As it now stands, enacting HB 2144/SB 2397 would make Tennessee the first state to restore full R&D expensing when filing state businesses taxes. 

Not only would enactment of HB 2144/SB 2397 provide an objective financial incentive to invest and do business in Tennessee, particularly for companies in the most innovative sectors, it would also send a strong message that Tennessee is a state that promotes free enterprise and commerce by making state government less intrusive and less burdensome. Restoration of full R&D expensing at the state level would likely serve as another example where other states end up following Tennessee’s lead on tax policy. Tennessee lawmakers, for example, took action to become a true no-income-tax state by passing legislation in 2016 that phased out the state’s investment income tax, referred as the Hall Tax, by 2021. New Hampshire subsequently followed Tennessee’s lead, with Governor Chris Sununu (R) signing legislation in 2021 that will phase out the Granite State’s investment income tax, making New Hampshire the nation’s ninth true no-income-tax state. Lawmakers in Wisconsin, Mississippi, West Virginia, and other states are also now seeking to follow Tennessee’s lead with proposals to phase out their income taxes. If Tennessee lawmakers enact HB 2144/SB 2397, it will likely prove to be another instance in which other states end up taking cues from Tennessee on fiscal policy. 

Decoupling from the federal code’s five-year amortization schedule for R&D expenses would be an economically beneficial, nation-leading achievement for Tennessee lawmakers if they’re able to pass it this session. After they get that done, Tennessee lawmakers may then look to use the 2023 session to address the next decoupling need on the horizon, one that springs from another expiring TCJA provision that most congressional Republicans wanted to make permanent. 

In order to maintain full business expensing for all capital investments in Tennessee for corporate/excise tax purposes, state lawmakers will want to act starting next year. Unlike many other states that automatically conform to the federal tax code, Tennessee does not already conform to the federal code’s full business expensing. Whereas businesses operating in other states can immediately deduct capital expenditures in year one, Tennessee law requires capital expenditures to be depreciated over time, sometimes taking up to 15 years to fully deduct the cost. Governor Bill Lee and state legislators could make Tennessee and even more attractive place to do business by taking action in 2023 to provide full business expensing. 

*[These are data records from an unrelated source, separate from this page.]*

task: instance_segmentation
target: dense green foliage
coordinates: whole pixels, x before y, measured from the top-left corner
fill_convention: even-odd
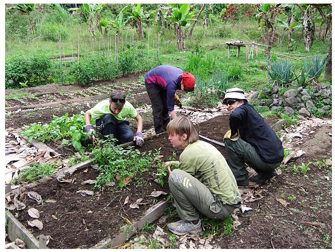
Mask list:
[[[105,141],[104,148],[97,147],[93,150],[94,162],[99,165],[100,172],[95,187],[103,189],[106,184],[119,181],[118,186],[122,188],[131,180],[137,179],[137,175],[147,172],[153,166],[155,156],[159,155],[152,151],[141,153],[134,147],[123,148],[113,146],[110,140]]]
[[[26,127],[21,134],[28,138],[29,141],[33,139],[38,139],[42,142],[62,141],[62,144],[72,144],[77,151],[82,152],[85,147],[82,142],[88,140],[85,126],[84,112],[71,117],[66,113],[61,117],[54,116],[54,120],[49,124],[34,123]]]
[[[17,88],[50,83],[52,66],[50,60],[43,56],[11,58],[6,62],[5,87]]]
[[[249,91],[269,84],[266,78],[266,47],[259,46],[256,57],[255,50],[249,47],[249,60],[246,62],[243,47],[238,57],[236,48],[231,49],[231,58],[228,59],[225,43],[240,40],[267,44],[266,24],[258,18],[257,12],[262,9],[272,11],[274,5],[261,5],[260,9],[252,4],[207,5],[193,30],[192,37],[188,35],[193,20],[188,22],[189,26],[183,27],[186,50],[181,52],[176,42],[175,27],[169,23],[169,19],[162,21],[162,28],[160,21],[159,21],[155,19],[158,4],[102,5],[99,13],[93,15],[87,12],[72,14],[68,11],[68,8],[82,8],[81,4],[38,4],[25,15],[10,9],[12,5],[6,5],[6,88],[51,82],[85,85],[143,73],[160,64],[170,64],[196,76],[196,90],[189,104],[203,101],[203,106],[206,106],[219,101],[227,88],[236,86]],[[306,52],[301,36],[303,13],[296,5],[281,5],[284,10],[274,23],[276,36],[271,49],[270,76],[285,86],[293,82],[306,87],[312,79],[322,81],[329,44],[329,36],[323,37],[321,32],[325,27],[322,17],[315,12],[316,31],[320,32],[316,32],[313,45]],[[305,9],[306,5],[302,5]],[[182,6],[185,13],[197,13],[203,5]],[[161,16],[169,8],[173,11],[181,7],[164,5]],[[141,39],[132,18],[135,9],[142,14],[144,38]],[[288,24],[284,20],[293,9],[295,22]],[[326,16],[331,14],[329,6],[323,10]],[[173,16],[173,13],[169,15]],[[113,26],[112,21],[122,26]],[[91,27],[94,29],[93,36]],[[291,44],[288,47],[288,35],[291,32]],[[294,53],[291,52],[293,48]],[[285,60],[282,55],[288,52],[297,57]],[[73,56],[75,59],[61,61],[57,59],[60,55]],[[304,56],[316,57],[304,60]],[[28,59],[34,57],[37,59],[35,61]],[[47,62],[48,58],[53,59]],[[35,69],[37,67],[38,71]]]

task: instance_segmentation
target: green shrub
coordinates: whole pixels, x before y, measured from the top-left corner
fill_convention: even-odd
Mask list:
[[[21,83],[28,86],[49,83],[52,71],[51,60],[44,56],[13,58],[5,64],[5,87],[19,88]]]
[[[280,82],[282,84],[291,83],[293,77],[294,66],[291,61],[274,60],[268,67],[268,72],[272,80]]]
[[[235,64],[229,66],[227,72],[228,77],[230,81],[243,80],[244,79],[243,78],[243,69],[241,65]]]
[[[155,155],[152,151],[148,153],[141,153],[139,150],[134,149],[133,146],[124,148],[121,146],[112,146],[106,144],[109,140],[105,141],[105,148],[97,147],[93,151],[94,163],[99,165],[99,175],[97,177],[97,182],[94,186],[103,190],[106,184],[115,181],[117,176],[118,186],[122,188],[126,185],[123,180],[126,178],[136,180],[137,174],[146,172],[152,166],[152,162]]]
[[[122,75],[136,72],[138,59],[138,55],[133,50],[129,49],[121,53],[118,56],[118,66]]]
[[[316,56],[304,61],[304,67],[309,78],[319,78],[327,63],[327,57]]]
[[[41,35],[45,40],[57,42],[59,39],[66,40],[70,36],[69,31],[59,23],[44,23],[40,28]]]
[[[62,117],[54,116],[54,120],[49,124],[41,125],[34,123],[25,128],[21,135],[28,138],[29,142],[33,139],[44,142],[52,141],[57,142],[62,140],[62,144],[71,145],[78,151],[85,151],[82,142],[88,139],[85,127],[86,123],[84,112],[80,114],[68,117],[67,113]]]

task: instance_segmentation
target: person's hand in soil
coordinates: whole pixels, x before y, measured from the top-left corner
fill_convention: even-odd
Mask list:
[[[163,165],[167,167],[167,171],[169,172],[169,175],[170,175],[171,174],[171,167],[172,165],[179,165],[179,161],[167,161],[165,162],[163,164]]]

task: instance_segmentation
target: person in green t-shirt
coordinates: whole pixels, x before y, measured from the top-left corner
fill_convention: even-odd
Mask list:
[[[199,140],[192,122],[184,117],[170,121],[166,127],[173,147],[182,147],[179,161],[164,165],[169,171],[169,187],[181,220],[167,224],[179,235],[202,231],[199,215],[222,219],[240,207],[242,198],[228,164],[211,144]],[[172,165],[179,169],[171,171]]]
[[[129,127],[129,122],[126,120],[128,117],[136,121],[137,130],[135,135]],[[93,126],[95,124],[105,140],[107,135],[112,134],[118,140],[117,144],[133,141],[140,147],[144,144],[142,118],[133,105],[126,100],[126,94],[123,91],[112,91],[109,100],[102,101],[86,111],[85,119],[86,132],[90,139],[95,133]]]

Lucci further notes "Providing full expensing for capital assets is a key tool for both growth and a neutral tax code. And let's remember that we live in a new era of geopolitical competition. Full expensing can help incentivize capital investment and reshoring of critical production to the US."

By passing legislation to provide full expensing for capital investments in Tennessee and making it permanent, as HB 2144/SB 2397 would do for R&D expensing, Governor Lee and Tennessee legislators can give the Volunteer State another advantage over the states that currently allow full business expensing but do so through federal tax code conformity and, as such, will see full expensing start phasing out next year in accordance with the TCJA. That, however, is a bridge Tennessee legislators can cross next year. 

The more imperative need is passing HB 2144/SB 2397, which could hit Governor Lee’s desk by this spring. If it does, expect other states to follow suit with similar decoupling legislation. Lawmakers in other states are used to follow Tennessee’s lead when it comes to tax policy, so this will not be an entirely new phenomenon.